About
Hello! My name is Dexter Babin and I have an MA in American History and a ten year background in Public History. Organized crime has been a subject I've always been passionate in writing about. Taking its name from a line in the classic John Huston film noir The Asphalt Jungle, I've started this blog to share some of my thoughts and original research.
My perception of the Mafia in America has been influenced by works like Joseph Albini's American Mafia: Genesis of a Legend, Francis A. J. Ianni's A Family Business: Kinship and Social Control in Organized Crime, and Robert M. Lombardo's Organized Crime in Chicago: Beyond the Mafia. These sociologist viewed the Mafia not as an imported criminal conspiracy, but rather as the product of certain social conditions found within the United States: corrupt political machines, fluid client-patron relationships, and the urban economy.
Building on the work done by these scholars, the main focus of this blog is to apply their mindset to organized crime in New Orleans, where it has often been misrepresented and inflated with conspiracy theories and inaccurate analysis. I'm currently attempting to get my paper "Mobster Emeritus: The FBI and the Invisible Structure of Organized Crime in New Orleans, 1950-1985” published in an academic journal. You can watch me presenting a portion of this paper at the 2023 Louisiana Historical Association Online Conference.
I will try to update as regularly and often as possible.
Below are some of the other subjects you can expect to be examined.
Content
"After all, crime is only a left-handed form of human endeavor."
-Alonzo D. Emmerich (Louis Calhern), The Asphalt Jungle (1950)
Traditional Organized Crime
With a New Orleans/Gulf Coast Focus
Compared to its East Coast counterparts, organized crime along the Gulf Coast has largely been absent from historical analysis. When organized crime from the region is mentioned, it is usually as a footnote or not placed into proper context. The main purpose of Left-Handed Endeavors is to bring you a Gulf Coast centric perspective of organized crime.

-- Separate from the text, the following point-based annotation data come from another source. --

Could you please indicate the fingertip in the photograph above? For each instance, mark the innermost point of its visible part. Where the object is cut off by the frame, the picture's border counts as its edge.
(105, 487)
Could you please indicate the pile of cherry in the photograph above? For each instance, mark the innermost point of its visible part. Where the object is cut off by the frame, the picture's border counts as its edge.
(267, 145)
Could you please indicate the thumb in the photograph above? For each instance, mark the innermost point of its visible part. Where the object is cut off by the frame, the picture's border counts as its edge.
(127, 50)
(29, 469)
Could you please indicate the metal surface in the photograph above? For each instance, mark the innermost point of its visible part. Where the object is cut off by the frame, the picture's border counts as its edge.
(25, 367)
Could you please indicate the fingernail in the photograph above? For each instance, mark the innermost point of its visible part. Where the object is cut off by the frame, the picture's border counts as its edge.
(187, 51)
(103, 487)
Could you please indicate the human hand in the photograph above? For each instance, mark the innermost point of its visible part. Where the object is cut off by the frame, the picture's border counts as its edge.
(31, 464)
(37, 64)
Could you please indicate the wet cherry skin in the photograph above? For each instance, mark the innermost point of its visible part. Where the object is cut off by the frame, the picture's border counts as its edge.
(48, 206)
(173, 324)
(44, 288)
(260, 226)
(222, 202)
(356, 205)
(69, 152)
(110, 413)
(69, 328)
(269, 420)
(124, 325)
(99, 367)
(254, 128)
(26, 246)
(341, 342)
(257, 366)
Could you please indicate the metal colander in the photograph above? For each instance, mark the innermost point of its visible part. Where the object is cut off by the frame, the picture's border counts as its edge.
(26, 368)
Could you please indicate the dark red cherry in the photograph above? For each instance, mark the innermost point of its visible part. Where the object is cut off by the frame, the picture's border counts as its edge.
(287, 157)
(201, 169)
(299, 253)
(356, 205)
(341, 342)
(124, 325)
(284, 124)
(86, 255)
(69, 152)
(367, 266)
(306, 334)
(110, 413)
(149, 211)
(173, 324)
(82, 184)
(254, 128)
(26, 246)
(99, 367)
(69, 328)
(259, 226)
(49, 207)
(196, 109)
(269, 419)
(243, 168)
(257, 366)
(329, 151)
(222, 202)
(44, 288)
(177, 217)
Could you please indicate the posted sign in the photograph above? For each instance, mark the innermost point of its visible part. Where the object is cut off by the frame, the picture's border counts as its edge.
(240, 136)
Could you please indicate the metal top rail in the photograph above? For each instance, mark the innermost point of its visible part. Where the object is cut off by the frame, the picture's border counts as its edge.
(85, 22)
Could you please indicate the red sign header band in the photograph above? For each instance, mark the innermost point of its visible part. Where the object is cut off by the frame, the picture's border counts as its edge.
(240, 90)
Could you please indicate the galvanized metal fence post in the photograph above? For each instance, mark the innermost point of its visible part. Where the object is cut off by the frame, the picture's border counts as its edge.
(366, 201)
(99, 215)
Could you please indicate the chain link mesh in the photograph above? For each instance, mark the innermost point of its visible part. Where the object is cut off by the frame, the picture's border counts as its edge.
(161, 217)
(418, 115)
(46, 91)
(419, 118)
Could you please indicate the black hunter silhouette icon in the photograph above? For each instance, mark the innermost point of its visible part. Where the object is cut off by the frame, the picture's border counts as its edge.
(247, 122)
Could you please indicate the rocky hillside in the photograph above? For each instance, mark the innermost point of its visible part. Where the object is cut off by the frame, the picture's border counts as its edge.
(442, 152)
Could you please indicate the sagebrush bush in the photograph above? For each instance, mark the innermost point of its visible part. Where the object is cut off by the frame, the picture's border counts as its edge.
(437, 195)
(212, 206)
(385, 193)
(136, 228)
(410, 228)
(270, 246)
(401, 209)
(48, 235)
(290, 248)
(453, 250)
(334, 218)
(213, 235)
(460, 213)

Transnational Organized Crime
Focusing from the Second World War to beyond the War on Terror, Left-Handed Endeavors will explore how geopolitical conflicts shaped the modern global gangland. The careers of transnational criminal groups like the Japanese Yakuza, Italian Camorra, and South American Drug Cartels will be placed in a historical context.
Book Reviews
Some books deepen our understanding of organized crime, while others regurgitate long accepted myths. Academic works, true crime pulp paperbacks, and self-serving gangster biographies will all be analyzed by Left Handed Endeavors.
Movie Reviews
How have depictions of gangsters shaped our perceptions of organized crime? Spanning from American pre-code classics to the Italian poliziotteschi, Left Handed Endeavors will analyze the cinematic portrayal of criminal enterprise.
New Orleans: 1994
When commentators and politicians discuss the murder rate in New Orleans, it is often compared to 1994. Topping out at 424 murders, what made this year so violent for the Crescent City? Corrupt cops, local gangs, and shifting drug trends are the focus of this spotlight series.

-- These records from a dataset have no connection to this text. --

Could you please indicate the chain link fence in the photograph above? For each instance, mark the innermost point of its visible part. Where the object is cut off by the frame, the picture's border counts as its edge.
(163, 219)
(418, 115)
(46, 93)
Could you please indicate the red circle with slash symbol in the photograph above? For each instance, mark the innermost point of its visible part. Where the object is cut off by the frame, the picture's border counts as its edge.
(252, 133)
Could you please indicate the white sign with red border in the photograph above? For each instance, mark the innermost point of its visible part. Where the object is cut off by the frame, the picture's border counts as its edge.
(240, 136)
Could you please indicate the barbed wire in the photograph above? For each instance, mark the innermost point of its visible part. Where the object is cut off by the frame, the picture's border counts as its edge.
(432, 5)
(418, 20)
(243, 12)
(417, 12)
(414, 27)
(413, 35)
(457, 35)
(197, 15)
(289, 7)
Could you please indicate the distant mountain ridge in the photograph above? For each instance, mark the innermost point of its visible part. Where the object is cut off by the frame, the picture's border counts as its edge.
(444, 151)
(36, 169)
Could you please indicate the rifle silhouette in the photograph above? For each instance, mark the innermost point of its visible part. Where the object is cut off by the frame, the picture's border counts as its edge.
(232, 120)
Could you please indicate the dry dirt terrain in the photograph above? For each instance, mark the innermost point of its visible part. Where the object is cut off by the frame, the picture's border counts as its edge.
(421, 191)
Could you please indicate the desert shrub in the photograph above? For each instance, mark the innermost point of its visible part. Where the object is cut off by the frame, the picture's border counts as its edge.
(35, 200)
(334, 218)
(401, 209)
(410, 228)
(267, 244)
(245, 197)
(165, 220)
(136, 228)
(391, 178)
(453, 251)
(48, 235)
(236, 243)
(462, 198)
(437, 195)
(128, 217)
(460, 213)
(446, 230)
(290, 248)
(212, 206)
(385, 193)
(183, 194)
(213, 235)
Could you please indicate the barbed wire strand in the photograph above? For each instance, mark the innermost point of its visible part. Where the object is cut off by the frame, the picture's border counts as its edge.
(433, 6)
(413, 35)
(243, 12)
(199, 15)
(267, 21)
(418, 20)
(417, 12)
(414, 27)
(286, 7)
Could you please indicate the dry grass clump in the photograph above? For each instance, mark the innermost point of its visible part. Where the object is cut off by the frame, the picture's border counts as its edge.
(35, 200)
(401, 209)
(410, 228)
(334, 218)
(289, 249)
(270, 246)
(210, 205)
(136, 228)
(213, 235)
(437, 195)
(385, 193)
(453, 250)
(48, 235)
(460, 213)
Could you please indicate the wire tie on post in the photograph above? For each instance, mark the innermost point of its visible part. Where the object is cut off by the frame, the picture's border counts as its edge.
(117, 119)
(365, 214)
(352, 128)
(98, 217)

Edward Partin: Bayou Teamster
He's been linked to both Jimmy Hoffa's alleged "bomb plot" to assassinate Robert Kennedy and the staging of his own attempted murder at a Baton Rouge hotel in March 1963. Navigating through conspiracy theories and the historical record, this series will explore the career of longtime Teamsters Local No. 5 business agent Edward Partin.
New Orleans Machine Politics and Organized Crime
Building on the work done by scholars Louis Vyhnanek and Michael Kurtz, this spotlight series will focus on the relationship between machine politicians and the control of vice in New Orleans. Specific focus will be paid to the Regular Democrat Organization (RDO) of the early twentieth century, the successive state-wide Long political machine, and the series of "reform" candidates elected after the fall of the Longites.

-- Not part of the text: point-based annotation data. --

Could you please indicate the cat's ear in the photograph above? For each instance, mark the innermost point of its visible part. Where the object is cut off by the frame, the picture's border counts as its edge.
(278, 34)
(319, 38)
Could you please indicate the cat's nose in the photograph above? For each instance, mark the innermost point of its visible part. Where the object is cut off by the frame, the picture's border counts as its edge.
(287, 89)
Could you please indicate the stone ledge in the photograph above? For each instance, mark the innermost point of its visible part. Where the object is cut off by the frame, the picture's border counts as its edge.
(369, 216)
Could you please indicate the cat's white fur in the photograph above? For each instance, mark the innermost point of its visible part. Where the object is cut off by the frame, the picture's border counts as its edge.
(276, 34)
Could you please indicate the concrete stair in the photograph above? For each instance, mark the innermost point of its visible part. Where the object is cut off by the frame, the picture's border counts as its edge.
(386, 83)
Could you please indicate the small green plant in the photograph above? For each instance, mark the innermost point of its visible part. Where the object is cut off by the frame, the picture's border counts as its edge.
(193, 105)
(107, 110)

Organized Terror: The Order
When the White Supremacist terror group The Order declared war against the United States in the 1980s, it carried out a series of public assassinations, robberies, and counterfeit operations. This series will explore how the FBI used the RICO Act to dismantle the organization.
The War on Drugs and Organized Crime
How has the War on Drugs influenced our perception of organized crime? This series of articles will demonstrate how our modern understanding of the Mafia began with the career of Federal Bureau of Narcotics Director Harry J. Anslinger and evolved when President Nixon officially declared a war on drugs in 1971.
LAM Archive
A collection of previously written articles concerning organized crime in New Orleans. Note: Some of the perspectives in these articles are no longer held by the author.